Tomado de: León XIII, los carlistas y la monarquía liberal. Tomo II. Máximo Filibero. Valencia. 1894. Páginas 260 – 271.

Visto en: BIBLIOTECA SAAVEDRA FAJARDO DE PENSAMIENTO POLÍTICO HISPÁNICO




Cómo muere el integrismo



«Cada vez –decía Nocedal al redactor del Heraldo, refiriéndose a íntegros y carlistas– se pronuncian con más entusiasmo unos y otros a favor de la reconciliación, pero sobre la base de la defensa legal del principio y la doctrina católica tradicionalista, y esa reconciliación se hará. Tardará un año, dos, pero que viene no cabe dudarlo.»

Evidente. Y aún nos parece que vendrá primero, porque no creemos que los restos del integrismo duren dos años. ¡Sería una agonía demasiado larga! Una tisis política en último grado no dura tanto.

Y después pensar en viajes, organizaciones y batallas, aunque sean de ley, acusa en el enfermo los postreros síntomas fatales.

Inclinémonos, pues, sobra una fosa que se abre, y meditemos acerca de las vicisitudes y mudanzas de las soberbias humanas. La unión se hará. ¡Vaya si se hará! A la menor sacudida revolucionaria está hecha. ¿Sobre la base de la defensa legal de la doctrina católica tradicionalista? Defensa legal… doctrina católica tradicionalista… nos parece una unión algo oscura. Porque ¿vamos a limitarnos a la doctrina prescindiendo de las instituciones que la lleven a la práctica y de las personas que hagan reales esas instituciones? Entonces la revolución se sonreirá al ver delante de sus muros, no un ejército con su caudillo a la cabeza, sino una legión de catedráticos de metafísica y unas compañías de periodistas de pluma en ristre a guisa de lanzas de Aquiles o de Astolfo. Bien están la pluma, la tribuna y la cátedra; pero si les falta el fusil y la espada, valen poco políticamente en los tiempos que corren. ¡Defensa legal! ¡Nada más que legal! Estamos en pleno posibilismo castelarino. A un lado la fuerza, el derecho puede subir al solio en hombros de la ¡sinceridad electoral! ¡Viva la evolución mansa y pacífica!...

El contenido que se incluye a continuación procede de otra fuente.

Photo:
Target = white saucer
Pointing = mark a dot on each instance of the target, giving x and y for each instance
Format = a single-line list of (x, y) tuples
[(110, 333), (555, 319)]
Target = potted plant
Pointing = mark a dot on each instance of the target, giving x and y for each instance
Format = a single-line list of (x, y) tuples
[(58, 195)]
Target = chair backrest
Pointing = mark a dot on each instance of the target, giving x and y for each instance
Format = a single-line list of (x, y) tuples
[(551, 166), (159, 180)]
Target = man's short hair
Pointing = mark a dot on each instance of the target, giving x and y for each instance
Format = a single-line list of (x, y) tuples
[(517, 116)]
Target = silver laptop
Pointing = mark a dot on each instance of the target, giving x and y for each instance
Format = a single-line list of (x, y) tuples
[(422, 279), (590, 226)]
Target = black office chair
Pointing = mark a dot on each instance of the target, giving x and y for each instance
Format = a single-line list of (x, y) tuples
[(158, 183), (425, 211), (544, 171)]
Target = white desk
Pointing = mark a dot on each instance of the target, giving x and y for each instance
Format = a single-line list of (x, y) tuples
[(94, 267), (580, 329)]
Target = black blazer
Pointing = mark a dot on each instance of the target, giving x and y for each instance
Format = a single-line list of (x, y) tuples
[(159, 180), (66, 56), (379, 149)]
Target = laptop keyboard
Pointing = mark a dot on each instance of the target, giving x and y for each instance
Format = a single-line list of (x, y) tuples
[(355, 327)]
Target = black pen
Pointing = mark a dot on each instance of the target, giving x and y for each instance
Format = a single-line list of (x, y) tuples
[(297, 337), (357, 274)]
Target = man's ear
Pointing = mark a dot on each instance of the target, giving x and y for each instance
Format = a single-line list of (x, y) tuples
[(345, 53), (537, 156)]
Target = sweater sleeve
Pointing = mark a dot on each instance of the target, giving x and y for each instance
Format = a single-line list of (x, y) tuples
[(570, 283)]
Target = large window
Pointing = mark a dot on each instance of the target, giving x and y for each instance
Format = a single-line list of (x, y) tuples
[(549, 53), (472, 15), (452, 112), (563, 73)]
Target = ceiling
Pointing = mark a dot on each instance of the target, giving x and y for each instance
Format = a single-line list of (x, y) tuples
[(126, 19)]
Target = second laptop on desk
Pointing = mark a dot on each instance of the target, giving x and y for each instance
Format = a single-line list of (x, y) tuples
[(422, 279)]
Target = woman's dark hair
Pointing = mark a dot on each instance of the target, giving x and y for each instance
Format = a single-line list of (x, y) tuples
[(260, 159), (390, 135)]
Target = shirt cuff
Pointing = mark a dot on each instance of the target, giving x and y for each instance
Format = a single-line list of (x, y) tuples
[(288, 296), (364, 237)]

Perdone D. Ramón Nocedal, este plan de campaña no es suyo, ni de Castelar, ni de Celleruelo; debió habérselo inspirado a todos estos señores un estadista de los vuelos intelectuales de D. Simplicio de Bobadilla…

Pues la unión de los católicos se hará como quiere el Papa. Como quiere el Papa sí; pero como quiere Nocedal, que es un papa como Pedro Luna, escastillado en su Peñíscola, es decir, en su integrismo, así no se hará, ni dentro de un año, ni dentro de dos docenas. Abundan mucho las tragedias sociales en los últimos años de este desventurado siglo decimonono para que nos dé a los católicos españoles la humorada de representar en el escenario político zarzuelas desacreditadas.

La unión de los católicos es una frase que bien mirada expresa un deber trivialísimo entre los hijos de la Iglesia so pena de carecer de sentido y ser una flatus vocis.

La unión de los católicos, ¿con quién? Entre sí. ¿Por qué vínculo? Por la misma fe, la misma moral y el mismo culto y jerarquía. Luego se trata de la unión con la Iglesia nuestra Madre, y entonces quien discrepe en doctrina o en conducta, en moral o disciplina, será hereje o cismático, pero no será católico. Un católico no unido a la Iglesia es tan absurdo como la Iglesia separada de Cristo.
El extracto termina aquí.